The aim of our study was to assess the role of CCI measurement in predicting sPTB (< 37 and < 34 weeks) in low-risk pregnant women during their T1 scan. Additionally, CCI's effectiveness was compared with that of CL measured during the same visit.
Our study was a prospective cohort that included 518 singleton pregnancies. CL and CCI were measured using TVUS during the T1 scan (11–14 weeks of gestation). CL was measured in the sagittal plane without applying probe pressure or fundal pressure, from the internal to the external os, using trace calipers. The CCI is the ratio of the anteroposterior diameter of the cervix at its midpoint, with maximal probe pressure (maintained for 10 seconds), to the same diameter without probe pressure. Cases were followed up by phone calls every 2 weeks until delivery.
T1-CL and T1-CCI were significantly lower in cases who delivered preterm (68 cases) compared with those who delivered at full term (450 cases). The diagnostic performance of T1-CCI was better than that of T1-CL in distinguishing cases who will deliver at full term from those who will deliver preterm, as shown by the AUCs of 0.858 (95% CI: 0.817–0.90) and 0.659 (95% CI: 0.583–0.735), respectively. The optimal cutoffs based on the ROC curve and Youden index for differentiating between full-term and preterm deliveries were 26.4 mm for T1-CL and 0.75 for T1-CCI.
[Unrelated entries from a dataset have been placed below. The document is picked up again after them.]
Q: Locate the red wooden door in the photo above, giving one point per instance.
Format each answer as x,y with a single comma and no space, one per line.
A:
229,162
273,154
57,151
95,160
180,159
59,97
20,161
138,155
At these thresholds, the sensitivity of T1-CCI for predicting PTB was significantly higher than that of T1-CL (73.53% vs. 47.06%, respectively), with nearly comparable specificities (76.89% vs. 83.78%). The combined specificity of T1-CL and T1-CCI is 100%, indicating that if T1-CL exceeds 26.4 mm and T1-CCI is greater than 0.75, the case is unlikely to deliver preterm.
The T1-CL is unreliable for distinguishing cases likely to deliver early preterm from those delivering late preterm, with an AUC of 0.554 (95% CI: 0.384–0.724) and a p-value of 0.571. In contrast, T1-CCI is reliable for differentiating between them, showing an AUC of 0.738 (95% CI: 0.521–0.954) and a p-value of 0.013.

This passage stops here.